To my surprise, now a decade has gone by, I find myself thinking more and more about Varjak. He seems to be ageing with me. I now feel sure there will be a third book, in which the story comes full circle. Varjak will now be an old cat himself, teaching the secret martial art to much younger kittens: passing it on. That makes sense to me as the shape of a trilogy, and the shape of a life.

But to write a story about an old character, perhaps you should be old yourself, to know what it feels like. I'm getting there faster than I thought possible, but I'm not quite ready yet. I am keeping notes, though, making plans, gathering material for that time. 

It's comforting to know that far greater writers have made this journey. I look at Le Guin's example. As she recently said of Earthsea: "Authors and wizards learn to be patient while the magic works." I just hope readers can be patient too.

Monday 25 July 2016

Patron Of Reading: Fortismere School Years 7 & 8

I've been honoured and excited this year to take on a new role as Fortismere School's Patron Of Reading.  This is a scheme in which authors develop a special relationship with a school, and visit many times to help spread the love of reading.  I was invited to do this by Fortismere's fantastic librarian, Gill Ward, and our first year's activities came to a wonderful conclusion this month.

First of all, I spent an afternoon with Fortismere's Year 8 Carnegie Shadowers.  The CILIP Carnegie & Kate Greenaway Medals run an amazing Shadowing scheme, in which young people all over the country are invited to read and review the shortlisted books every year.  As I was involved in judging the Amnesty CILIP Honour this year, which is connected to the Carnegie, I'd read the shortlisted books myself, so I thought it would be interesting to discuss them with Fortismere's Shadowers.

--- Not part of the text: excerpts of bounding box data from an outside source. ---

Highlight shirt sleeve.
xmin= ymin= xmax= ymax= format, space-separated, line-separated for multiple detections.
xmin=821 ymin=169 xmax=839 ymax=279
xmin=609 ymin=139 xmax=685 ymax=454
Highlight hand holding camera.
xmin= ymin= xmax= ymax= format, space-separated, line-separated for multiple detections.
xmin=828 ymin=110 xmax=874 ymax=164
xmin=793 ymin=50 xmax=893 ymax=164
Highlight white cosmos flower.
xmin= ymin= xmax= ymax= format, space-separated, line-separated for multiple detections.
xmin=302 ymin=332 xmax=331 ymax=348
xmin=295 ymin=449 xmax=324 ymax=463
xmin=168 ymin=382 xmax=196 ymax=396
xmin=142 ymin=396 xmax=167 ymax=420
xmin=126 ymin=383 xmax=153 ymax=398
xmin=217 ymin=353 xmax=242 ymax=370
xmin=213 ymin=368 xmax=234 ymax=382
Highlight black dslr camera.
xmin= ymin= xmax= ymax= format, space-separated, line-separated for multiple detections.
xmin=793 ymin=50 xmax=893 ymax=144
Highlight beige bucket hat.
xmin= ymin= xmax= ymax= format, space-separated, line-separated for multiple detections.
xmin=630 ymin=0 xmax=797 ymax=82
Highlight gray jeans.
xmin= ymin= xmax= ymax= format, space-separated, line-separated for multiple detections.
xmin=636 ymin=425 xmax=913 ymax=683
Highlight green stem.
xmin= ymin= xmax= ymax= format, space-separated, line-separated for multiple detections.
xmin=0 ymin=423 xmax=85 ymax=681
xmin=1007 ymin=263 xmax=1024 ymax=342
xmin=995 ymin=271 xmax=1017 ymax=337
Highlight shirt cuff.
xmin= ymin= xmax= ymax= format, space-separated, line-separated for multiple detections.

We had a very open and lively discussion about all eight books, in which one great truth became clear: everyone reads differently.  Everyone's experience of a book is unique.  Books are collaborations between writers and readers, and each reader brings as much to it as the writer does.  There was no single book that everyone loved, and there was no single book that everyone disliked.  Each book had supporters and detractors.  But there was a book for everyone in there, and as a writer, I found that incredibly inspiring.

A similar theme emerged in the evening, when I had the pleasure of attending the final of Fortismere's Inter-College Reading Competition.  This is an idea that Gill Ward and I developed this year, in which Year 7s were asked to make presentations championing their favourite books.  It was a fantastic occasion, attended by many parents and staff, as well as the brilliant young readers themselves!

They made presentations on an impressive range of books: RJ Palacio's Wonder, George Orwell's 1984, JK Rowling's Harry Potter And The Philosopher's Stone, Art Spiegelman's Maus, Suzanne Collins's The Hunger Games, James Dashner's The Maze Runner, Harper Lee's To Kill A Mockingbird, Philippa Pearce's Tom's Midnight Garden, and Sarah J Maas's Throne Of Glass.

It was fantastic to see such enthusiasm being expressed so eloquently.  These champions were genuinely passionate about their books, and again, for a writer, there is nothing more inspiring to witness.  I'm really looking forward to working with these Year 7s next year in Year 8 on their creative writing – and to welcoming a whole new intake of Year 7s into Fortismere School!